Título: 'Eu assinava cheques em confiança'
Autor: Eugênia Lopes e Luciana Nunes Leal
Fonte: O Estado de São Paulo, 11/08/2005, Nacional, p. A9

Sócio do publicitário Marcos Valério Fernandes de Souza na agência de publicidade mineira SMPB, o publicitário Cristiano Paz disse ontem em sessão conjunta das CPIs do Mensalão e dos Correios que concordou com os empréstimos feitos por sua empresa ao PT e que recebia "uma pilha de cheques para assinar". Ele também revelou que os cheques do que chamou de 'conta PT' não traziam os nomes dos destinatários. "Chegava uma pilha de cheques para eu assinar - eu até me incomodava, não tinha tempo para conferir", contou Paz, explicando que todos os cheques da agência de publicidade deviam ser assinados por no mínimo dois sócios. "Os da 'conta PT' vinham separados e eu assinava na confiança. Mas não eram nominais a ninguém."

Paz detém 34% da SMPB, da qual é presidente. Segundo suas informações, neste ano quase não apareceram cheques da 'conta PT' para ele assinar.

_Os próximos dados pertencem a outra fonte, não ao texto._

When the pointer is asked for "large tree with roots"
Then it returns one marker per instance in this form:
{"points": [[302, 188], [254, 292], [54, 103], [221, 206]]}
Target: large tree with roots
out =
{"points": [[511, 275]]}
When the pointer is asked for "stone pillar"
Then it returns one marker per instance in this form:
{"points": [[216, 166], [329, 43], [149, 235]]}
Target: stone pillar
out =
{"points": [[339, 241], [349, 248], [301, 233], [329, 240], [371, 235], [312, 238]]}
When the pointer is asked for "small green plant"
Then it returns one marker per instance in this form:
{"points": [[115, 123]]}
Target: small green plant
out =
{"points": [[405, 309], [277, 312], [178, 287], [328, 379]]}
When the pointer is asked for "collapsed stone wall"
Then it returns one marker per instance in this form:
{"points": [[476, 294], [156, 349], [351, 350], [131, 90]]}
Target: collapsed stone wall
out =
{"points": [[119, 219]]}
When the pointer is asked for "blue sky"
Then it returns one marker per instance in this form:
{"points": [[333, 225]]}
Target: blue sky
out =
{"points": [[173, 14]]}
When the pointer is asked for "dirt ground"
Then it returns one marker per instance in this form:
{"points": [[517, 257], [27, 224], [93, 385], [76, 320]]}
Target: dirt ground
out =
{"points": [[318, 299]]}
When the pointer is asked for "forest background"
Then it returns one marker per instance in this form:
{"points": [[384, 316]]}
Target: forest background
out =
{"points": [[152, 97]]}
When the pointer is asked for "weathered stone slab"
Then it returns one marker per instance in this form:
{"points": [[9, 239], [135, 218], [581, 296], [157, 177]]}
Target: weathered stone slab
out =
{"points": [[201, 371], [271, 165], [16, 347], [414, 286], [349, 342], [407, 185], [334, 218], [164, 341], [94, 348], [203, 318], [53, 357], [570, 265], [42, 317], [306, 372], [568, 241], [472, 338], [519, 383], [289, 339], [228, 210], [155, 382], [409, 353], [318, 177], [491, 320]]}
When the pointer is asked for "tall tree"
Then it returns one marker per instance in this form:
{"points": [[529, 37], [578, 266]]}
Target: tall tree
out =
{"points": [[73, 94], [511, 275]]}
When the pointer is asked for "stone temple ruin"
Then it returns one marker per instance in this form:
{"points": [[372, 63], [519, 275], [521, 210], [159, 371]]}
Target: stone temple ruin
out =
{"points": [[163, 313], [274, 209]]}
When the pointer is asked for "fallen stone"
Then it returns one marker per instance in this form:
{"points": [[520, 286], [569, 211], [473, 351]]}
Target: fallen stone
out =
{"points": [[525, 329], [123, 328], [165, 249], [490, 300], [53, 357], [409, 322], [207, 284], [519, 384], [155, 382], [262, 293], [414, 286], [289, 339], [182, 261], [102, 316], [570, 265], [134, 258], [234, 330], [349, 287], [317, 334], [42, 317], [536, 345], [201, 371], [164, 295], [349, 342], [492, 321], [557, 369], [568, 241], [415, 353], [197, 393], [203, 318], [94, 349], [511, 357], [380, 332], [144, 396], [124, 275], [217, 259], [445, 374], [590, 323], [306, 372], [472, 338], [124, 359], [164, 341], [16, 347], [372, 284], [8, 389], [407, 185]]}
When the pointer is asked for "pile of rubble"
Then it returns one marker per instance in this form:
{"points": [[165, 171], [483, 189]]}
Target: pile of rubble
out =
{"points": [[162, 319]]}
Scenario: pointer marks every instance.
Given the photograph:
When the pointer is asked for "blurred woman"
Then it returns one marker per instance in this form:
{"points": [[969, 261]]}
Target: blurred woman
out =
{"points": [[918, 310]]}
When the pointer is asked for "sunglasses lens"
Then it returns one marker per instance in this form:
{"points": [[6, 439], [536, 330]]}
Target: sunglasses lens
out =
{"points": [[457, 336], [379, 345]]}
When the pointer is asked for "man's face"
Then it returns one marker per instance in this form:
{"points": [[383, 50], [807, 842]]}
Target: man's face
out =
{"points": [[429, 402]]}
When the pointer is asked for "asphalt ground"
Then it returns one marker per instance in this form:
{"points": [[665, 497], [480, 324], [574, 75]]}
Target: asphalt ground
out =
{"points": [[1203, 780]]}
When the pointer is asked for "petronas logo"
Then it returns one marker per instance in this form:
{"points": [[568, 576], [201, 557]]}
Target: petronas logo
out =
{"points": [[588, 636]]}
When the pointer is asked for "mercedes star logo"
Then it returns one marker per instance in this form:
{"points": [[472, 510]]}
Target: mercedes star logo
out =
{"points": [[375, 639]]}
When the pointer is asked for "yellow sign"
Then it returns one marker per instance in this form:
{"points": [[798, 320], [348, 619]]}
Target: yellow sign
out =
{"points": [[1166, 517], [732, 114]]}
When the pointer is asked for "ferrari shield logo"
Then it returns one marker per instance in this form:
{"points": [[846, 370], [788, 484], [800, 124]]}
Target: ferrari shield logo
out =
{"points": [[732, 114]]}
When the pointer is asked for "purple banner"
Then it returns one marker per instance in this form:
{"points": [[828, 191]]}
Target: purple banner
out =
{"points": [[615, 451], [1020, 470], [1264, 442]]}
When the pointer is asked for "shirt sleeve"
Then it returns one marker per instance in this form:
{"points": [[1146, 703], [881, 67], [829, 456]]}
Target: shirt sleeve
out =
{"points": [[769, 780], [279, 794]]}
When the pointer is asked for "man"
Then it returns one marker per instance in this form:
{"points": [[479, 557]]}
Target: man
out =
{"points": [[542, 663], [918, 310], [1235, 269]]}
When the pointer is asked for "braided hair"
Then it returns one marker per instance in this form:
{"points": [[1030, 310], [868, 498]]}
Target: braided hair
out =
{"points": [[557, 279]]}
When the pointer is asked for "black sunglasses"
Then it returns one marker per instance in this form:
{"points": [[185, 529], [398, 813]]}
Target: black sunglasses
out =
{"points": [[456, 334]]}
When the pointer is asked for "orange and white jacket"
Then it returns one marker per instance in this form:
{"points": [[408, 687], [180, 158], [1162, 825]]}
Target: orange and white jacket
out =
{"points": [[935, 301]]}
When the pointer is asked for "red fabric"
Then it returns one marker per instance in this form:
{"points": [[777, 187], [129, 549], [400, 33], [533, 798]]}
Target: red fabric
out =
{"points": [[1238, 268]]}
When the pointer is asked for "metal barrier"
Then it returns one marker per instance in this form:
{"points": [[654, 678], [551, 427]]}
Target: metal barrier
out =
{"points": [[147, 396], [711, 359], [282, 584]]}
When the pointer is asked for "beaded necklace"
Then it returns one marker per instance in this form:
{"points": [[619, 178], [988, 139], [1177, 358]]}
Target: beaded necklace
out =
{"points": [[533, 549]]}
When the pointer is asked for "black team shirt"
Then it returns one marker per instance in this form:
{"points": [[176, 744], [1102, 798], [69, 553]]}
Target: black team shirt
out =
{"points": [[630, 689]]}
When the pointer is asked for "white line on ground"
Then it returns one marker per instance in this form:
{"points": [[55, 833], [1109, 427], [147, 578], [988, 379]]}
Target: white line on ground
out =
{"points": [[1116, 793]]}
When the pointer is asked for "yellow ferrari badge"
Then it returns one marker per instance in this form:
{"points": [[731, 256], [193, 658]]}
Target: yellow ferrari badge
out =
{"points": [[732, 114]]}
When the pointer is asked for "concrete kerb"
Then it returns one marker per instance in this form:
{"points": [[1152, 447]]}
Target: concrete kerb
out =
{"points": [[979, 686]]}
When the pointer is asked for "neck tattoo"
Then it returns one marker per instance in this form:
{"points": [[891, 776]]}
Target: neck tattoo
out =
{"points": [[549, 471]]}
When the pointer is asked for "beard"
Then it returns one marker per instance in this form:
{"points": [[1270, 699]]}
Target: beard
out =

Ele disse que concordou com o argumento de que seria bom para a empresa fazer um favor ao PT e confiou no relacionamento de Valério com o então tesoureiro do partido, Delúbio Soares, como garantia de que o dinheiro seria devolvido. O publicitário negou conhecer o esquema de caixa 2 montado por Marcos Valério e Delúbio.

DÚVIDAS

Paz não convenceu os parlamentares das CPIs, que, um após o outro, apresentaram dúvidas sobre os motivos que teriam levado a empresa assumir um risco tão grande, emprestando dinheiro a um partido. "Eu senti um desconforto por causa da dívida", admitiu o publicitário. "Mas o Marcos Valério dizia: 'Não se preocupe, o partido vai pagar. Você acha que vou ser irresponsável, acha que eu seria louco?' O que me foi passado é que os empréstimos eram lastreados em compromissos assumidos junto ao PT."

O sócio de Valério contou que esteve duas vezes com o deputado José Dirceu, quando era ministro, em reuniões na Casa Civil. Primeiro com representantes do BMG e, depois, com os do Banco Rural. Negou que tenha tratado de assuntos de campanha. "O ministro José Dirceu nem me olhou", disse.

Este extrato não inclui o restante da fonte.